What is Condensed Matter Physics?
The basic aim of Condensed Matter Physics is to understand the collective properties of large assemblies of atoms and molecules in terms of the interactions between their component parts. The study of matter on length scales above 1Å and energy scales smaller than 1eV reveals how collection of many interacting degrees of freedom exhibits novel, emergent phenomena, which are insensitive to details of what happens at shorter length and higher energy scales. For example, a gold atom, which is completely understood within the Schrödinger equation, is spherical and featureless  quite unlike the lustrous malleable and conducting metal prized by human societies. Furthermore, the same microscopic equations describe two different collections of 10^{23} molecules of H_{2}0: one might be water and the other ice (in crystalline or glassy phase), in which case the properties of the two systems are completely different and the similarity between their microscopic equations is of no practical consequence. Instead, lowenergy longwavelength physics emerges as a result of interactions among large number of particles.

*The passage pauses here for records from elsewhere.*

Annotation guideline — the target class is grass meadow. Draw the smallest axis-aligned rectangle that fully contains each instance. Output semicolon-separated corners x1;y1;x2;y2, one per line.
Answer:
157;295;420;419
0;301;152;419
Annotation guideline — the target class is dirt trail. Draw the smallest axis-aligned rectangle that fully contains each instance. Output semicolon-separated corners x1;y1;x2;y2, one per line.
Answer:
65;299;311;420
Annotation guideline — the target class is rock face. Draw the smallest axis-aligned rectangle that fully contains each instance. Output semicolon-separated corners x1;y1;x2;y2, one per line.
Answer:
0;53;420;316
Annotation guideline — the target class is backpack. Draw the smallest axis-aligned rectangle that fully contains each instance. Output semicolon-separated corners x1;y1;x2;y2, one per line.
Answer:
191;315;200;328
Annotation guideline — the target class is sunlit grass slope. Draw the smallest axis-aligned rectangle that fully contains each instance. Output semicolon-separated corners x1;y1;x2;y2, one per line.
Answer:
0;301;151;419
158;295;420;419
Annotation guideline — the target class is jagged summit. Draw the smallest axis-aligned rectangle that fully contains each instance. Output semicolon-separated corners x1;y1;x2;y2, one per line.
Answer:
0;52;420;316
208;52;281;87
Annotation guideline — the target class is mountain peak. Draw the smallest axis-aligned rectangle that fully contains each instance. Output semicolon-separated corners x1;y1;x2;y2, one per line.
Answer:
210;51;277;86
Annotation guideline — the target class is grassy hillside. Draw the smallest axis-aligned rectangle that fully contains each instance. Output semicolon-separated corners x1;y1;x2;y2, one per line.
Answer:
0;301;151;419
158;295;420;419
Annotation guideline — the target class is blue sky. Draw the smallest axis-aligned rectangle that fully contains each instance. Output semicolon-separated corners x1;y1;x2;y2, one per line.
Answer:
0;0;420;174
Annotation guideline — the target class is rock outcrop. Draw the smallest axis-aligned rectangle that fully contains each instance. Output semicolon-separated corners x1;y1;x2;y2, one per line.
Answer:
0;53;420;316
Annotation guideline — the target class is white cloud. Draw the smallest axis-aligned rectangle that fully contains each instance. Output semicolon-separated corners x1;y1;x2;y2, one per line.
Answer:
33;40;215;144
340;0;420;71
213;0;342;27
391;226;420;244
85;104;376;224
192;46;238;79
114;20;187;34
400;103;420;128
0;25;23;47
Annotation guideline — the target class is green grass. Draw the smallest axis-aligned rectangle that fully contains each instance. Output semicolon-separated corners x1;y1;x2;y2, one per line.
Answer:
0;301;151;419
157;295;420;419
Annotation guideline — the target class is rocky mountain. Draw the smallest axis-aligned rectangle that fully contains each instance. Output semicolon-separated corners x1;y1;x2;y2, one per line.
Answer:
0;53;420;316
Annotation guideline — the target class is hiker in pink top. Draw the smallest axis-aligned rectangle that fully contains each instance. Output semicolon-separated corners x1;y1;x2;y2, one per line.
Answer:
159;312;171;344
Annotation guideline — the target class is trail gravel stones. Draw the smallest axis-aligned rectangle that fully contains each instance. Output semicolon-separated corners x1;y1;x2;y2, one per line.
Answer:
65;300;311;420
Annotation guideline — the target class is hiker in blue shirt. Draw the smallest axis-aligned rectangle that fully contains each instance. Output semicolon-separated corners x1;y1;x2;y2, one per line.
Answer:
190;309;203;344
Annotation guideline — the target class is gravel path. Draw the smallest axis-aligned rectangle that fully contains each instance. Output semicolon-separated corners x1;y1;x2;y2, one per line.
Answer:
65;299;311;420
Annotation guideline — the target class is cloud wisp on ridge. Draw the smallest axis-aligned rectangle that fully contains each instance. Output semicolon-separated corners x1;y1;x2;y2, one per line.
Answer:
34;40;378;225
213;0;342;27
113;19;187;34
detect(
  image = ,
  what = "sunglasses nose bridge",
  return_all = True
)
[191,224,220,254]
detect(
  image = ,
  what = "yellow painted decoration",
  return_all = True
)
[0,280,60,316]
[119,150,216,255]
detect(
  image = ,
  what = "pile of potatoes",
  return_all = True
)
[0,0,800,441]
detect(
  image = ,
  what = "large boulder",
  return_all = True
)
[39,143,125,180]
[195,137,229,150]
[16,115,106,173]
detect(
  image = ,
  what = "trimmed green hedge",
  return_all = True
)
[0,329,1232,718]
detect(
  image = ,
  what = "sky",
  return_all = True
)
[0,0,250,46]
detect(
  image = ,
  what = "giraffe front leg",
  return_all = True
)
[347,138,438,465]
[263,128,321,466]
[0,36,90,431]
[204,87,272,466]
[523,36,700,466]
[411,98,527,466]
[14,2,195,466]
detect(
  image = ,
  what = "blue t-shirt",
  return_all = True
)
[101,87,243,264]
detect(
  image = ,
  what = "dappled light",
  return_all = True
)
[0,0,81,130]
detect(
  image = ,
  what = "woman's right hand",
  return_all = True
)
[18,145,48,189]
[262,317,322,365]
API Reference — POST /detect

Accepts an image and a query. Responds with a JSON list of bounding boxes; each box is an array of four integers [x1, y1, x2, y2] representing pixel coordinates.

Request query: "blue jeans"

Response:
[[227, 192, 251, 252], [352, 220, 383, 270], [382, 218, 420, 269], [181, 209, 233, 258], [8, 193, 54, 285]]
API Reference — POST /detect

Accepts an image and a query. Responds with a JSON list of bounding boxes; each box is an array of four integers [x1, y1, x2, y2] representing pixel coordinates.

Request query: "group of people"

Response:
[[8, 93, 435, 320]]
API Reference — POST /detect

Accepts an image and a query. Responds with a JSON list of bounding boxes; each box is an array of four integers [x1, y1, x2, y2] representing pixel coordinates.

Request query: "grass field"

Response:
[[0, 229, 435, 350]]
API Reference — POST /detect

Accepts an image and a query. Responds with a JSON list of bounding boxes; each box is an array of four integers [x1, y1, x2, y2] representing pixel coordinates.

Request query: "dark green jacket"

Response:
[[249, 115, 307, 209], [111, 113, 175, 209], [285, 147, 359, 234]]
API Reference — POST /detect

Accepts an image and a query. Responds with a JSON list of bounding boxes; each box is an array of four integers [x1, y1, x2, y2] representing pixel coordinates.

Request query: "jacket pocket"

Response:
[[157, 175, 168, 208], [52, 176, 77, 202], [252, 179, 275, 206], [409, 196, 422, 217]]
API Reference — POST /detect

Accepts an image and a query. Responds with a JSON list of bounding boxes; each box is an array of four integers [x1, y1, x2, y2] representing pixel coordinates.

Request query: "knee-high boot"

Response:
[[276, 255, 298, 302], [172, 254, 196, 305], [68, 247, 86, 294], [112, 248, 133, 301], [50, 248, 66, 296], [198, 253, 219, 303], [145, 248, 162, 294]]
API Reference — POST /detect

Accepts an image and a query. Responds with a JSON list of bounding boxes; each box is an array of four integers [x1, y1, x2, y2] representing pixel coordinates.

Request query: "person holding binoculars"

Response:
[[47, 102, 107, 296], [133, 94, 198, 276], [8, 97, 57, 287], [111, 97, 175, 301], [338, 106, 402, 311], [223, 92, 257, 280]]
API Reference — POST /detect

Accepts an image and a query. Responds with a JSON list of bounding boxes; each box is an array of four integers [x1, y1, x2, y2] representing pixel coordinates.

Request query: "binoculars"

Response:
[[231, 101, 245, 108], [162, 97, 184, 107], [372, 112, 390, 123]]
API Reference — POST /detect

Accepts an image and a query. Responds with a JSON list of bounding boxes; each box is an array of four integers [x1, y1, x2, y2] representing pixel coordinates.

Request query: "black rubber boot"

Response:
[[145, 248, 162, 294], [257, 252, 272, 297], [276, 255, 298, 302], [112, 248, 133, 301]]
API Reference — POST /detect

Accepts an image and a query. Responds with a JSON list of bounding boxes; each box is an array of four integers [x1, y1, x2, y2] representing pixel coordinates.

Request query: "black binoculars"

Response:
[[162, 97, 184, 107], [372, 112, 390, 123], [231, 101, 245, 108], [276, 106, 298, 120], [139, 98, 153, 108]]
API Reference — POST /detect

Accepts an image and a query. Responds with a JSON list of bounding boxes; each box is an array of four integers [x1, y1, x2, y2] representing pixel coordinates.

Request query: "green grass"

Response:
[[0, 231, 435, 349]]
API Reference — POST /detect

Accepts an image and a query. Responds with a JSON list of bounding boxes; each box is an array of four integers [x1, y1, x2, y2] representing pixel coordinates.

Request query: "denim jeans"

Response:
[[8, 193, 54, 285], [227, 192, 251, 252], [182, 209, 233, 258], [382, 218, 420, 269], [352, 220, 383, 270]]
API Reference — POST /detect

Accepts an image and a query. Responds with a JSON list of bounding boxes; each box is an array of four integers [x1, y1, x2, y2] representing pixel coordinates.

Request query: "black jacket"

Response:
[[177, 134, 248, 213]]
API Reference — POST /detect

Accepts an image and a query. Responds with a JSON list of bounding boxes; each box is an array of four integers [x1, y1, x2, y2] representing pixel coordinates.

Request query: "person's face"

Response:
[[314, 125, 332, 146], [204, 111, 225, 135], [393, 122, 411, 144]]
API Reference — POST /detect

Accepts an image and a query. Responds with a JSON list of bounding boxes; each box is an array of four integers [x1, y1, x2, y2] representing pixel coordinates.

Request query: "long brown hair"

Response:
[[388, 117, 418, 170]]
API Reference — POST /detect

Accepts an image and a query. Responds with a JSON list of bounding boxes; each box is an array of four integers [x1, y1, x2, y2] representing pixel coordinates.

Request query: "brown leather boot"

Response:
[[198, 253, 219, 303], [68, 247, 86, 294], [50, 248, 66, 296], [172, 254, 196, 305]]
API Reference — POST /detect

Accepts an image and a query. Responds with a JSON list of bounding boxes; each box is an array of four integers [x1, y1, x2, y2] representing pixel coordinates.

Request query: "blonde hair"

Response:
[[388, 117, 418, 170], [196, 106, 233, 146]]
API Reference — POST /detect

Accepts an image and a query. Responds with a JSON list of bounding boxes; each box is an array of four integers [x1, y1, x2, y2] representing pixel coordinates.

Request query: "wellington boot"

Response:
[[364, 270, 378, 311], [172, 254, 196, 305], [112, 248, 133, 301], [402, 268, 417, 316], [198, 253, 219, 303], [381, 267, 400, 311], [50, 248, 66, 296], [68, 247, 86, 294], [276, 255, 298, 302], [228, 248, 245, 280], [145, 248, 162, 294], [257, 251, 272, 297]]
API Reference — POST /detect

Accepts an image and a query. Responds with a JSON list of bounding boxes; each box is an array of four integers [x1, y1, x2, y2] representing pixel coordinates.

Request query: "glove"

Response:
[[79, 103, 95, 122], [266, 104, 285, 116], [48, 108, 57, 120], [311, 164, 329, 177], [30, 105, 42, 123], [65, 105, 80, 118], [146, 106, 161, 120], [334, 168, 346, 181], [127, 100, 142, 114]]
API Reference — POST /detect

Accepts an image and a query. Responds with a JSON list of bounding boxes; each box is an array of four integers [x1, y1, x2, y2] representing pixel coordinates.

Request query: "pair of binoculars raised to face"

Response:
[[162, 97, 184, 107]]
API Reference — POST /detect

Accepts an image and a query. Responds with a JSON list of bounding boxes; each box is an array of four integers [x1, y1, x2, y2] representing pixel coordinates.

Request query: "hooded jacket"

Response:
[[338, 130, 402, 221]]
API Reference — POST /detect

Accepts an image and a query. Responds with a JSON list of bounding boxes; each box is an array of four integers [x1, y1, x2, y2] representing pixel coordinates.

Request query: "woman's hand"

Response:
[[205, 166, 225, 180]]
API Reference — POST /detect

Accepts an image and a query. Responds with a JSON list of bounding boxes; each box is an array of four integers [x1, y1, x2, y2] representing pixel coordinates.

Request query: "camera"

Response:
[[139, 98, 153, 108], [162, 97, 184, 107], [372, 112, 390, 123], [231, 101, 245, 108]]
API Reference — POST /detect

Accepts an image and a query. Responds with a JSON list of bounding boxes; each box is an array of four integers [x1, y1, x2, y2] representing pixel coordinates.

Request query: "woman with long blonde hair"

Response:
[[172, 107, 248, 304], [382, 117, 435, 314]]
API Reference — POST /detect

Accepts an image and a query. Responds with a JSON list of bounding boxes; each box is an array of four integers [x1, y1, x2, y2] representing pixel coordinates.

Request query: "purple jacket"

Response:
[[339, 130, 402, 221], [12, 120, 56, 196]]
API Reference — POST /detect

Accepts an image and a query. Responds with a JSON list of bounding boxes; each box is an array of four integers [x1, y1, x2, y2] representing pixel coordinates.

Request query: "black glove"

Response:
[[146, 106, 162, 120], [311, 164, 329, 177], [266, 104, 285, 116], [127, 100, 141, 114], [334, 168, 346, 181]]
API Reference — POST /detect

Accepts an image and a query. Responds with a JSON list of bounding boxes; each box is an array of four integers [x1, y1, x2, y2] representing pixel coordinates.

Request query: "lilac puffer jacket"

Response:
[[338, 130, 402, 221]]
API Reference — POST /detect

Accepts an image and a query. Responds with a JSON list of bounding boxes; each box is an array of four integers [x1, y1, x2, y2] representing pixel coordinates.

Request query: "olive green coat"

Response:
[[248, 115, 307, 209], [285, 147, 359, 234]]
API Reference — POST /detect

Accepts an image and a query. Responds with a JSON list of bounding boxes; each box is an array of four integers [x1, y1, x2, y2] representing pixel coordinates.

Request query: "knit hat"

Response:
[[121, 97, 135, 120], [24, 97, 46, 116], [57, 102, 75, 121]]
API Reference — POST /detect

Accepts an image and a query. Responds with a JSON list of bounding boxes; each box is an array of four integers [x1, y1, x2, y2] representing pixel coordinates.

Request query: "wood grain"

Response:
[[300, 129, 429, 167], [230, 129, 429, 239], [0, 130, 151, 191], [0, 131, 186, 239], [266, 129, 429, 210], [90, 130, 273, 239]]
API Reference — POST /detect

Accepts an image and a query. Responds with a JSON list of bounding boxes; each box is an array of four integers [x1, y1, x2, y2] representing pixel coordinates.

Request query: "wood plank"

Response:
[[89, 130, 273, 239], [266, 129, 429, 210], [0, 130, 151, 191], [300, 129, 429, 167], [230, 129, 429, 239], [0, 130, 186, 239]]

Thus, a modern attitude toward Condensed Matter Physics is that the study of collective principles that govern matter is a frontier unto itself, complementary, yet separate to those of elementary particles physics and cosmology. This Introductory Course is focused on fundamental physical phenomena in (mostly) crystalline solids, discussed in terms of the basic principles of classical and quantum physics, where approximate picture of "quasiparticles", such as "quasielectrons" (interacting with other electrons through an average field) and phonons (quantized lattice vibrations), is sufficient to capture essential physics.